With Google Desktop Search, I can pinpoint messages on almost any search criteria I can come up with, and I don’t have to worry about deciding which folder to search on. Google automatically searches them all.
That can be a mixed blessing. For example, when I search for MSDN (Microsoft Developers Network), I find not only notes from MSDN; I also find junk mail boasting of low prices on MSDN software.
Still, by setting up the right search and using a critical eye on your results, Thunderbird and Google Desktop Search make finding the information you need, when you need it, a snap.
Of course, that’s only if I’m sitting at that one particular machine. Like many of you, I spend a good deal of my time on the road. That, in turn, means I need to find things in my e-mail whether I’m sitting at my office desktop or in a Best Western hotel room.

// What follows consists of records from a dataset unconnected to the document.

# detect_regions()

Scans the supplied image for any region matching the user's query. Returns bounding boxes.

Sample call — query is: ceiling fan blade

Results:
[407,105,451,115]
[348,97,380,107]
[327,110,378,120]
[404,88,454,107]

MozBackup transports messages from one machine to another
To take care of this problem I use MozBackup.This handy freeware, Windows-only program enables you to create backups of all your e-mail settings and messages and then lets you restore them to another system.
In addition to Thunderbird, MozBackup enables you to migrate settings between Mozilla and Firefox as well.
I’ve found it to be the easiest-to-use tool ever for transporting local messages from one PC to another for any e-mail program, not just Thunderbird.
Read more here about Mozilla’s Thunderbird e-mail system.
The program automatically copies your settings and messages to a file with the date within its name so you can’t mistakenly “update” your laptop with last week’s backup.
I usually use it by backing up one’s machine mail to a network drive. I can then update the other PC’s mail by using MozBackup to restore the mail on the other machine. You could also, however, use a burnable CD-ROM or USB drive.
You also have the option of securing the file with a password. This is well worth doing since otherwise anyone with a copy of MozBackup could grab all your mail and e-mail client settings if they could reach the file.
Finally, let me say a few words about Thunderbird’s spam protection. It’s a system that learns from you what’s spam and what’s not. It doesn’t take long for it to pick up your criteria, but you do have to take the time to train it in the first place by marking messages as spam. This is well worth your time and trouble. Just do it.
Even better, from where I sit, Thunderbird includes an automatic whitemail system. Thus, whenever you send a message to someone, Thunderbird automatically sets it so that if they write you back it won’t be flagged as spam, even if they write to you about how their young girlfriend is so impressed by their new Rolex watch—a message that otherwise would almost certainly be flagged as spam.
That said, I still see too much spam. So, I use an addition spam filter on my PC to keep myself from being buried in ads for V*IGara. My favorite two anti-spam programs to use with Thunderbird are the open-source POPfile and Norton Anti-Spam.
Both also require some training, but once you’re done … well let me just say that Thunderbird alone catches about 70 percent of the spam sent my way. With either of the other two brought up to snuff, 90 percent of all my spam is zapped.
Of course, you need to be careful when you use any anti-spam tool and even more when you use two together. That’s because it becomes a lot easier for a good message to be tagged as spam and never seen again.
Still, with work, I’ve gotten myself to a point where I almost never see a good message misidentified as spam.
Taken all in all, I have to say that I’ve arranged things with Thunderbird so it’s now my favorite stand-alone e-mail client. As it improves, I think it’s likely to become everyone’s favorite as well.